Reading through the documentation (http://snappydatainc.github.io/snappydata/streamingWithSQL/) and had a question about this item:
"Reduced shuffling through co-partitioning: With SnappyData, the partitioning key used by the input queue (e.g., for Kafka sources), the stream processor and the underlying store can all be the same. This dramatically reduces the need to shuffle records."
If we are using Kafka and partition our data in a topic using a key (single value). Is it possible to map this single key from kafka to multiple partition keys identified in the snappy table?
Is there a hash of some sort to turn multiple keys into a single key?
The benefit of reduced shuffling seems significant and trying to understand the best practice here.
thanks!
With DirectKafka stream, each partition pulls the data from own designated topic. If no partitioning is specified for the storage table, then each DirectKafka partition will put only to local storage buckets and then everything will line up well without requiring anything extra.

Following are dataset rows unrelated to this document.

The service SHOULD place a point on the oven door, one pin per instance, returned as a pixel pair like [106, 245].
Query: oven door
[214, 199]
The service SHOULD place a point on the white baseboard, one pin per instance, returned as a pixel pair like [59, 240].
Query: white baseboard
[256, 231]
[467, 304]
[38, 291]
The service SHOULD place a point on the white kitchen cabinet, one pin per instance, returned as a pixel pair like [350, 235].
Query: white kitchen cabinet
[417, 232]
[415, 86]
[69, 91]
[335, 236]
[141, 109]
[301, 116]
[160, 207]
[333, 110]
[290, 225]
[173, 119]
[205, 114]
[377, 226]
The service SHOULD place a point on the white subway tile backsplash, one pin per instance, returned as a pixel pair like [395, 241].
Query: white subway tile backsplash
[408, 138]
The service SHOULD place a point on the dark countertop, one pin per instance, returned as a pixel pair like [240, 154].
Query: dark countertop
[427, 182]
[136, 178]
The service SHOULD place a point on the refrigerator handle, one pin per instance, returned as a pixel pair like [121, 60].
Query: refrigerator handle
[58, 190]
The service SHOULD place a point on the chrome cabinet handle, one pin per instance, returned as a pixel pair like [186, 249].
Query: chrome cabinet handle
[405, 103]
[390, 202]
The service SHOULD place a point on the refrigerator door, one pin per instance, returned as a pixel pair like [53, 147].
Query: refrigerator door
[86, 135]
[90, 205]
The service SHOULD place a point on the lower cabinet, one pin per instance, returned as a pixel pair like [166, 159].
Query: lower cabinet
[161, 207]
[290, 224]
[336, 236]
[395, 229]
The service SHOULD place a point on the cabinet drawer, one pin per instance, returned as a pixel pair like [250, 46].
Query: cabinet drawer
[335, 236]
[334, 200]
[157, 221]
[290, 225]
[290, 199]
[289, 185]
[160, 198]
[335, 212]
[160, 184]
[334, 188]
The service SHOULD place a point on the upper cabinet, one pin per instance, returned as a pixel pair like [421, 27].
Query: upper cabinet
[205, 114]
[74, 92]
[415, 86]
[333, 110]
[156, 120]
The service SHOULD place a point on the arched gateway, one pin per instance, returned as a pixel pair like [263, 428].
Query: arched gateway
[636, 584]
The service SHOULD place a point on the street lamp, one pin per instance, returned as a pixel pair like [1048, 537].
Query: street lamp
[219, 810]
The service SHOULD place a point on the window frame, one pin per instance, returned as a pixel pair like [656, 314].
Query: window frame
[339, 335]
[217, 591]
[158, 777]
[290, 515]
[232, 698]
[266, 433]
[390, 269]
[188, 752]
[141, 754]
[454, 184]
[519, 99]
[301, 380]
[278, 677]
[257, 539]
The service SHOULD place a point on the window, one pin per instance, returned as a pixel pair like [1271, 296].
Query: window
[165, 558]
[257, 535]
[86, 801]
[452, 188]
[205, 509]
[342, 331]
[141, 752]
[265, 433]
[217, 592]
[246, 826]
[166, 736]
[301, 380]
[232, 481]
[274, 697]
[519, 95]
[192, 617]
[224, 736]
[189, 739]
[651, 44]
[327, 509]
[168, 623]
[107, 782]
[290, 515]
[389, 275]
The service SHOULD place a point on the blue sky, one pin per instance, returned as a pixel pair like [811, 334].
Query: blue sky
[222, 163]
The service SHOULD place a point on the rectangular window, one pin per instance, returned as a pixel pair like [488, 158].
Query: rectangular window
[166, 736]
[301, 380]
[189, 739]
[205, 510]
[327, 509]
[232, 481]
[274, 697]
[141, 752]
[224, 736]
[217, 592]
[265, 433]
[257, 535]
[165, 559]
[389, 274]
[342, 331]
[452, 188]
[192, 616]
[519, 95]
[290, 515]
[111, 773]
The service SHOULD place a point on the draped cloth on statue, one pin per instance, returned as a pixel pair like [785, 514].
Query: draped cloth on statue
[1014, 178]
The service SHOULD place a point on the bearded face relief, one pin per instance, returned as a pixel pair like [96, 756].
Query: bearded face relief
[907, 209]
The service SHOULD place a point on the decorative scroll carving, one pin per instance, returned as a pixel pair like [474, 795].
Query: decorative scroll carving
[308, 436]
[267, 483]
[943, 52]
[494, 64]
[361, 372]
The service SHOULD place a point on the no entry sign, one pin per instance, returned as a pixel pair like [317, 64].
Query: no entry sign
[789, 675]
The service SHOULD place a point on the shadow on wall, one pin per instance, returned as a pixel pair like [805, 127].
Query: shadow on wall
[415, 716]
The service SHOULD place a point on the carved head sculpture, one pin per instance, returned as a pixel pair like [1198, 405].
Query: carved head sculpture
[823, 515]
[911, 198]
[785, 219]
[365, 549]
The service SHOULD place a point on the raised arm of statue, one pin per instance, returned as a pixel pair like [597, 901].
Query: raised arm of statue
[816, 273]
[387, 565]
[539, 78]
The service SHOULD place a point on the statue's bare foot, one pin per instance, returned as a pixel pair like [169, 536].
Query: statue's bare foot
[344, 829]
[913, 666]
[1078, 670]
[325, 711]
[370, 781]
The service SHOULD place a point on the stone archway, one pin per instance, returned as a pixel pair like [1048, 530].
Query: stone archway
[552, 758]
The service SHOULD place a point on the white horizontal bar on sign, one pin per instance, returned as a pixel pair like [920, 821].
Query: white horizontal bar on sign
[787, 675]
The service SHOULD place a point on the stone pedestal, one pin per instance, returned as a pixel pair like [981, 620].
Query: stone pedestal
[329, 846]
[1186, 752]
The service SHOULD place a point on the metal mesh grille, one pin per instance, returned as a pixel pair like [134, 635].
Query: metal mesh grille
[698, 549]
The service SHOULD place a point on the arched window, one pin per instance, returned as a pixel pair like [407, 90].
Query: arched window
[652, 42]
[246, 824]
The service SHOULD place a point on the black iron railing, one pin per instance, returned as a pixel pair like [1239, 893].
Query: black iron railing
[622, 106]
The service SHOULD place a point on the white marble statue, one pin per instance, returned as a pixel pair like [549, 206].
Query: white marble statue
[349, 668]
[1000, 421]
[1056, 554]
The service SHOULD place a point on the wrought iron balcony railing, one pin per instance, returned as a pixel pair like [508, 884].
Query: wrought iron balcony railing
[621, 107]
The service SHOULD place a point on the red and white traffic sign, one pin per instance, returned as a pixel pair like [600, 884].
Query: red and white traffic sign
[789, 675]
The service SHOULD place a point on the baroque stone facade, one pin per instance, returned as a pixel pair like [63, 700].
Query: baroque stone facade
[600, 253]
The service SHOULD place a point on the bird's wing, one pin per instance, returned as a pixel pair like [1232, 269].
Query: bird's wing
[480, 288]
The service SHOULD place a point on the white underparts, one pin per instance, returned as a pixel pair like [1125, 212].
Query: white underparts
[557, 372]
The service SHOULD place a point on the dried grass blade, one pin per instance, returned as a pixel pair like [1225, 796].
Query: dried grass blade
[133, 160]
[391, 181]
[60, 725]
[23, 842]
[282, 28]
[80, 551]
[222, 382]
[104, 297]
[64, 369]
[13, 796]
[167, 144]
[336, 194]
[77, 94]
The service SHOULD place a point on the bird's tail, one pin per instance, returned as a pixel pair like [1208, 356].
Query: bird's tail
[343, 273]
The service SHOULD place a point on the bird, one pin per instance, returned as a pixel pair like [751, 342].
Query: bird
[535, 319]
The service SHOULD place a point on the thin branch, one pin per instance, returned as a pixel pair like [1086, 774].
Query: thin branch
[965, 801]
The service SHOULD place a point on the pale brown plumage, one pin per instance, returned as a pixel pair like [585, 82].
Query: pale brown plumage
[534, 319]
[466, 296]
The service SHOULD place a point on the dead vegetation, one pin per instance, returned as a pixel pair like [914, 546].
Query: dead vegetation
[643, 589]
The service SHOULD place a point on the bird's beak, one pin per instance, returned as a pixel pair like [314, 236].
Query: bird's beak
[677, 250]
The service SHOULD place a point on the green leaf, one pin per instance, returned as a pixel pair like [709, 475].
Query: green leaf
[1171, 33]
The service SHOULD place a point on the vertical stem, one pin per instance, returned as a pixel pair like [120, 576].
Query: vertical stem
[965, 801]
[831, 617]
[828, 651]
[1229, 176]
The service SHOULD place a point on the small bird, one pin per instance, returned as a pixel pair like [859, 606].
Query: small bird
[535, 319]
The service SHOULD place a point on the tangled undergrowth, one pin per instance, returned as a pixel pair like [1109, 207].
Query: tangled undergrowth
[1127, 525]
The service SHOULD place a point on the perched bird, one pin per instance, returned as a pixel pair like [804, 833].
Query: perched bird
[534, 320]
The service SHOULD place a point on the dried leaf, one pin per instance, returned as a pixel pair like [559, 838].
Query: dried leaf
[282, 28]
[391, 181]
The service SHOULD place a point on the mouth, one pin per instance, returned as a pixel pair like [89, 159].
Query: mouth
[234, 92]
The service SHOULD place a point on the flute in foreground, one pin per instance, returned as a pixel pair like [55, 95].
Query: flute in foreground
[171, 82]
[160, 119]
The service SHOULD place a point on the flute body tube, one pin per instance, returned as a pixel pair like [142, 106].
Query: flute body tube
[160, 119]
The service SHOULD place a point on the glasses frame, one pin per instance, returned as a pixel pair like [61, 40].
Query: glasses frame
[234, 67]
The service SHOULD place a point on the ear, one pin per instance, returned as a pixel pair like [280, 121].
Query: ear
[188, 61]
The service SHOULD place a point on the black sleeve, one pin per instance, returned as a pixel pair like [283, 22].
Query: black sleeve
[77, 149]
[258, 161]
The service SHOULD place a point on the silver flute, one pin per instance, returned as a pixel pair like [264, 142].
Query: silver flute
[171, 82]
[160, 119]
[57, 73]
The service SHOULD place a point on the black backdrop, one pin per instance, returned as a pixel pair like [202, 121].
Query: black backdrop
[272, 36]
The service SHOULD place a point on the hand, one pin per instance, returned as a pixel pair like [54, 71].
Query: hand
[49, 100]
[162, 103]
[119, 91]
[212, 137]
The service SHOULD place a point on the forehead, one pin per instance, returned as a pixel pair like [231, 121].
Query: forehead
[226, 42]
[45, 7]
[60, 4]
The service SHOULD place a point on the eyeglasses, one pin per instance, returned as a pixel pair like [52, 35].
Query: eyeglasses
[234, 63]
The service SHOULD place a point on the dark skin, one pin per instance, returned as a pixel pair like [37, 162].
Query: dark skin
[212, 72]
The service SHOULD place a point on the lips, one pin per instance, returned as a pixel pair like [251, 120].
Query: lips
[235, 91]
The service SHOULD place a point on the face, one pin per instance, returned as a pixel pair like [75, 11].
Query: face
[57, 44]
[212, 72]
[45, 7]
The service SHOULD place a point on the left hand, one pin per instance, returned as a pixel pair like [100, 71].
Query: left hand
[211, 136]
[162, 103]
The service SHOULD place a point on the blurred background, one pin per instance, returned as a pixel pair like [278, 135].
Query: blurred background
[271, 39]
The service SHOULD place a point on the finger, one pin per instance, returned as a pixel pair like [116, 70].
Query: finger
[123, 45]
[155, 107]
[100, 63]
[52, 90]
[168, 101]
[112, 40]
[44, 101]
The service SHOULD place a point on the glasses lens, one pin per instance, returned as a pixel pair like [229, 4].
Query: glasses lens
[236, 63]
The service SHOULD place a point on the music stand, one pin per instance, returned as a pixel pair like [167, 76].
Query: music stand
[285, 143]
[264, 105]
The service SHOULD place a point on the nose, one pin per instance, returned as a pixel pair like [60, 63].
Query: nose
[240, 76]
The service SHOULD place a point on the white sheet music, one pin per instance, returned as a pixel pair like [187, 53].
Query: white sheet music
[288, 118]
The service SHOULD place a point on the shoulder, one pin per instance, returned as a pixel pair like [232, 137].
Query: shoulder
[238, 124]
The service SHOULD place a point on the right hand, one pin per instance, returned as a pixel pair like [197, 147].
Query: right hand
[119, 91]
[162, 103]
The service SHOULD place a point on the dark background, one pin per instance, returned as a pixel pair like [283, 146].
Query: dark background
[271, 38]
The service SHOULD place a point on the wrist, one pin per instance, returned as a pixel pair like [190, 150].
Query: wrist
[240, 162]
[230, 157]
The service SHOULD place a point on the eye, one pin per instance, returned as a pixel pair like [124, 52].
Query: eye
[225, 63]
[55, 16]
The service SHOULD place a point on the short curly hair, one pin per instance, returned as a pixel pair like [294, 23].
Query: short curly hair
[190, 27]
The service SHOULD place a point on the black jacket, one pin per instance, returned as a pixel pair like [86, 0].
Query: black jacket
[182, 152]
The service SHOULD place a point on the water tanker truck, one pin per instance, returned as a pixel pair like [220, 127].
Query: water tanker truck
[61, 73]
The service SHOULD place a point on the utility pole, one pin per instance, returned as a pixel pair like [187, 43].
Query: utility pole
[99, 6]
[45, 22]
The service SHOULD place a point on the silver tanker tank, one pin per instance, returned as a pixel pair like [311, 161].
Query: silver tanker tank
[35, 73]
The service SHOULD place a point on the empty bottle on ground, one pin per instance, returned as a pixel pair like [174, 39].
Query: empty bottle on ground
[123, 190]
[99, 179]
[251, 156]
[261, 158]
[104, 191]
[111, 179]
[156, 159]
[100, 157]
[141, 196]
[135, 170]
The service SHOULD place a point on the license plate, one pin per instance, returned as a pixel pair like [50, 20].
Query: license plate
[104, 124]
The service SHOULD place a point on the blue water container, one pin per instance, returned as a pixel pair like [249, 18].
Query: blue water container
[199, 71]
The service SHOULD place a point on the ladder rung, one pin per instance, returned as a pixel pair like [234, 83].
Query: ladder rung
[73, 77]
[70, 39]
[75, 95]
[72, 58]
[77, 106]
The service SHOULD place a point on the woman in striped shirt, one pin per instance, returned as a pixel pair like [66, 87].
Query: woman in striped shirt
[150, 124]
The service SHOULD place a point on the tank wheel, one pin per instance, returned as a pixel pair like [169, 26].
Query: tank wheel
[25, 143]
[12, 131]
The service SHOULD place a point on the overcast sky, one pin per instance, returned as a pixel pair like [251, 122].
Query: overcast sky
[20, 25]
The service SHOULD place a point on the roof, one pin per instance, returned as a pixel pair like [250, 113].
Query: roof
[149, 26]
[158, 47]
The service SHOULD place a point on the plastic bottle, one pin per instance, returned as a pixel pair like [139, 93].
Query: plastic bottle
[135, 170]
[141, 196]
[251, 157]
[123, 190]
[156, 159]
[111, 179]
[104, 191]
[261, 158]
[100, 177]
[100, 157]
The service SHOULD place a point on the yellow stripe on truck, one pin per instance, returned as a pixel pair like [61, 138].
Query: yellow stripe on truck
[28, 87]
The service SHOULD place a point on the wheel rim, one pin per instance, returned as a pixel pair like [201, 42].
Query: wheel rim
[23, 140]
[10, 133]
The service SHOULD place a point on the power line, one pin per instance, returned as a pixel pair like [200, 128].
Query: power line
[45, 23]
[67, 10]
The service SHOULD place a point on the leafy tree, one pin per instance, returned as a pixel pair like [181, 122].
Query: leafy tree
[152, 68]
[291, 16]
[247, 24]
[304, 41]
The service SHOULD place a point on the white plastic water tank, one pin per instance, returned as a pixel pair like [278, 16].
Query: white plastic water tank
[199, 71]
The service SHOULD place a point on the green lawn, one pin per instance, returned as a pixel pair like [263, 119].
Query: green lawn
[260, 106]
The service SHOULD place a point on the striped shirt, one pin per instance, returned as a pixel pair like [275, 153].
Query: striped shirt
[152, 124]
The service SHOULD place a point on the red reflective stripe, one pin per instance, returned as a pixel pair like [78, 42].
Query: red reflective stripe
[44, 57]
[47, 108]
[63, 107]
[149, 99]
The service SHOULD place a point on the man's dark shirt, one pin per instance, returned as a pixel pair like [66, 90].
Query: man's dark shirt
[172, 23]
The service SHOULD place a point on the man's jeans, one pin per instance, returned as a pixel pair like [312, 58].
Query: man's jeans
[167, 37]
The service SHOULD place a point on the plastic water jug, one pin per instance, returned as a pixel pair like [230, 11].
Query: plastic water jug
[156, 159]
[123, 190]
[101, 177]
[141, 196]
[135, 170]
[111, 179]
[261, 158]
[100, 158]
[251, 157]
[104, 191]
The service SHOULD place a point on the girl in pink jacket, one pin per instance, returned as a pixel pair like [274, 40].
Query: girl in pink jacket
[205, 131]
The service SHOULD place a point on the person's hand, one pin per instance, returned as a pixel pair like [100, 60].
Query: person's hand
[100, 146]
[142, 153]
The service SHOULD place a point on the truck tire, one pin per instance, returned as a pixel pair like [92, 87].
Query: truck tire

The only thing to take care of is enough number of topics (thus partitions) for better concurrency -- ideally at least as many as total number of processor cores in the cluster so all cores are busy.
When partitioning storage tables explicitly, SnappyData's store has been adjusted to use the same hashing as Spark's HashPartitioning (for "PARTITION_BY" option of both column and row tables) since that is the one used at Catalyst SQL execution layer. So execution and storage are always collocated. However, aligning that with ingestion from DirectKafka partitions will require some manual work (align kafka topic partitioning with HashPartitioning, then having the preferred locations for each DirectKafka partition match the storage). Will be simplified in coming releases.